Once you've created custom judges, you can further improve their accuracy by aligning them with human feedback.

Select the LLM that powers the judge

By default, each judge uses a Databricks-hosted LLM designed to perform GenAI quality assessments. You can change the judge model by using the model argument in the judge definition. Specify the model in the format <provider>:/<model-name>. For example:

Python
from mlflow.genai.scorers import Correctness

Correctness(model="databricks:/databricks-gpt-5-mini")

For a list of supported models, see the MLflow documentation.
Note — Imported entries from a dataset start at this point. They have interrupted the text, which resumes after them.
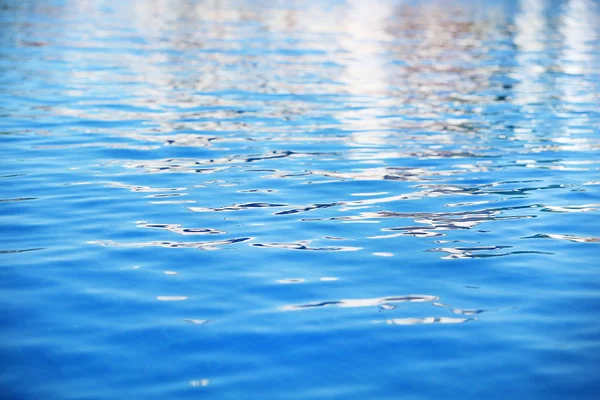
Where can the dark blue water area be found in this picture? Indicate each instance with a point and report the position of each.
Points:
(299, 199)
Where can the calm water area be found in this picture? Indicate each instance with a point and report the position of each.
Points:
(311, 200)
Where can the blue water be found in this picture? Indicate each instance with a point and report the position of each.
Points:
(299, 200)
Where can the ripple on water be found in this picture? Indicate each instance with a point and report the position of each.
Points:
(320, 154)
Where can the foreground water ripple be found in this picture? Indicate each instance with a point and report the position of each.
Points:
(231, 199)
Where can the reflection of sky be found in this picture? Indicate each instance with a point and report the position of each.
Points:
(381, 71)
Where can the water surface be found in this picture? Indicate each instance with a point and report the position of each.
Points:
(299, 200)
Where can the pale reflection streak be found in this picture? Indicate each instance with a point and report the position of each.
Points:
(374, 302)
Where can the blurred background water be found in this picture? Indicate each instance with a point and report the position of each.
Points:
(299, 199)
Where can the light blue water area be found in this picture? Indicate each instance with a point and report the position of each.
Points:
(299, 199)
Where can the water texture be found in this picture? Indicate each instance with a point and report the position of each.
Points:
(299, 199)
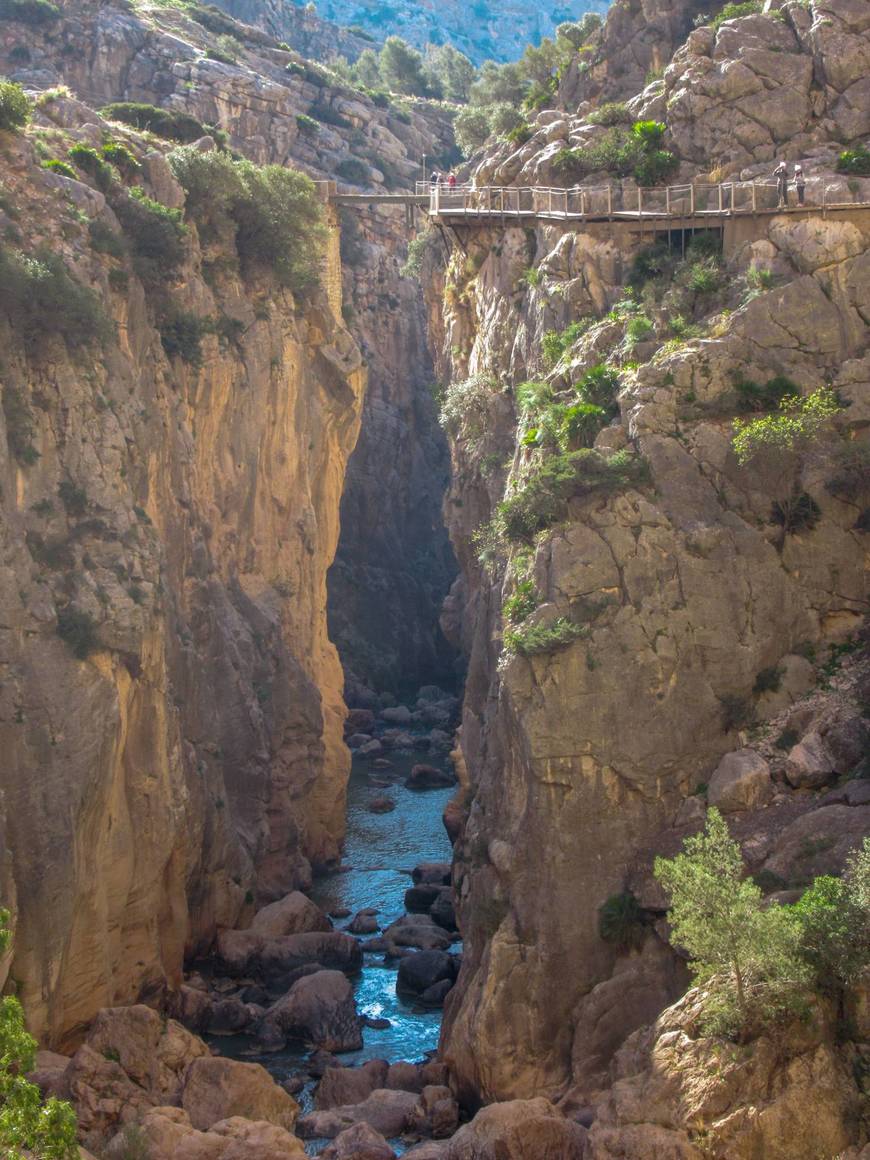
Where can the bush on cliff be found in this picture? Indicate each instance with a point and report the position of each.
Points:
(40, 298)
(272, 212)
(29, 1125)
(14, 106)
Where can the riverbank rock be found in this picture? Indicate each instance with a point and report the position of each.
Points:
(295, 914)
(168, 1135)
(350, 1085)
(359, 1143)
(519, 1130)
(217, 1088)
(429, 777)
(419, 973)
(247, 952)
(320, 1009)
(386, 1111)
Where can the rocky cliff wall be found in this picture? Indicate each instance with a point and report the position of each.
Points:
(172, 705)
(644, 608)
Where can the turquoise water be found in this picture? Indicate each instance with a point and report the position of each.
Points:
(379, 853)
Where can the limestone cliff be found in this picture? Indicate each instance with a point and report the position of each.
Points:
(172, 705)
(621, 611)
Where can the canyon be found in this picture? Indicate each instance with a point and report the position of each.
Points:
(256, 527)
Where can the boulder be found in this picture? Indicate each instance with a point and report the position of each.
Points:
(741, 781)
(350, 1085)
(809, 765)
(247, 952)
(217, 1088)
(363, 923)
(381, 804)
(359, 1143)
(319, 1008)
(429, 777)
(386, 1111)
(295, 914)
(519, 1130)
(415, 930)
(436, 1113)
(421, 971)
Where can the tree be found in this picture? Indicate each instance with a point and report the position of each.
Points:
(745, 954)
(401, 67)
(451, 70)
(42, 1130)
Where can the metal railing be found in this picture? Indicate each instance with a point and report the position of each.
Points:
(580, 202)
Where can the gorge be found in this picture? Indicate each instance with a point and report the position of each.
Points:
(323, 521)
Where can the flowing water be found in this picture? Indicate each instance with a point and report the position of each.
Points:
(379, 853)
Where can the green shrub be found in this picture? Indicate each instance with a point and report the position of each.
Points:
(168, 123)
(273, 212)
(78, 630)
(14, 106)
(614, 113)
(19, 426)
(521, 603)
(29, 12)
(797, 422)
(55, 165)
(542, 500)
(41, 298)
(122, 158)
(89, 161)
(763, 397)
(621, 921)
(354, 171)
(181, 333)
(855, 161)
(533, 639)
(157, 234)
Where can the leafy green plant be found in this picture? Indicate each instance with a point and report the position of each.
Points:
(168, 123)
(798, 421)
(29, 1125)
(621, 921)
(534, 639)
(78, 630)
(55, 165)
(14, 107)
(855, 161)
(746, 954)
(41, 298)
(29, 12)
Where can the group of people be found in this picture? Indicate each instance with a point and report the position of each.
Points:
(782, 183)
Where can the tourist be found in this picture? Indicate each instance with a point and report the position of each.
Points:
(799, 183)
(782, 183)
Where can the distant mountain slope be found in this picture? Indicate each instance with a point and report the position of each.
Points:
(484, 30)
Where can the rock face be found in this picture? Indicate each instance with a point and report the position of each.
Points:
(668, 597)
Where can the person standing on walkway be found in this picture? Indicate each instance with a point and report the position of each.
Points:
(782, 183)
(799, 183)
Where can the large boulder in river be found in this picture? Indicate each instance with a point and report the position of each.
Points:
(319, 1008)
(274, 959)
(429, 777)
(388, 1113)
(217, 1088)
(426, 969)
(350, 1085)
(295, 914)
(519, 1130)
(359, 1143)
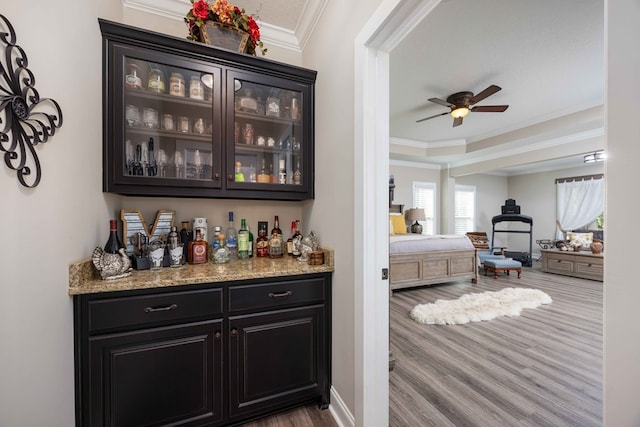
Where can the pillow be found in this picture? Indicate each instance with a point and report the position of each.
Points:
(583, 239)
(397, 226)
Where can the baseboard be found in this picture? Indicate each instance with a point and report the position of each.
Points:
(339, 411)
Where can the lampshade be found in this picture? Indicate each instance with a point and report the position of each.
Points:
(460, 112)
(416, 215)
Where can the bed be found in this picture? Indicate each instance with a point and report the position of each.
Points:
(418, 260)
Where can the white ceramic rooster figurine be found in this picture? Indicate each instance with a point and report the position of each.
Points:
(111, 266)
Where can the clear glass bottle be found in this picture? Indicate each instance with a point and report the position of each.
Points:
(243, 240)
(114, 244)
(297, 175)
(275, 246)
(290, 239)
(221, 254)
(231, 241)
(262, 242)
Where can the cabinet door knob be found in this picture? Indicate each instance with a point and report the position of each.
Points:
(155, 309)
(281, 294)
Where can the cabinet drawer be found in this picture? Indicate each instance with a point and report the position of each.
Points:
(594, 269)
(276, 294)
(560, 265)
(112, 313)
Information about the models powering LLM judges

  • LLM judges might use third-party services to evaluate your GenAI applications, including Azure OpenAI operated by Microsoft.
  • For Azure OpenAI, Databricks has opted out of Abuse Monitoring so no prompts or responses are stored with Azure OpenAI.
  • For European Union (EU) workspaces, LLM judges use models hosted in the EU. All other regions use models hosted in the US.
  • Disabling Partner-powered AI features prevents the LLM judge from calling partner-powered models. You can still use LLM judges by providing your own model.
  • LLM judges are intended to help customers evaluate their GenAI agents/applications, and LLM judge outputs should not be used to train, improve, or fine-tune an LLM.

Judge accuracy

Databricks continuously improves judge quality through:

  • Research validation against human expert judgment
  • Metrics tracking: Cohen's Kappa, accuracy, F1 score
  • Diverse testing on academic and real-world datasets

See Databricks blog on LLM judge improvements for details.

Code-based scorers

Custom code-based scorers offer the ultimate flexibility to define precisely how your GenAI application's quality is measured. You can define evaluation metrics tailored to your specific business use case, whether based on simple heuristics, advanced logic, or programmatic evaluations.

Use custom scorers for the following scenarios:

  1. Defining a custom heuristic or code-based evaluation metric.
  2. Customizing how the data from your app's trace is mapped to built-in LLM judges.
  3. Using your own LLM (rather than a Databricks-hosted LLM judge) for evaluation.
  4. Any other use cases where you need more flexibility and control than provided by custom LLM judges.

See Create custom code-based scorers.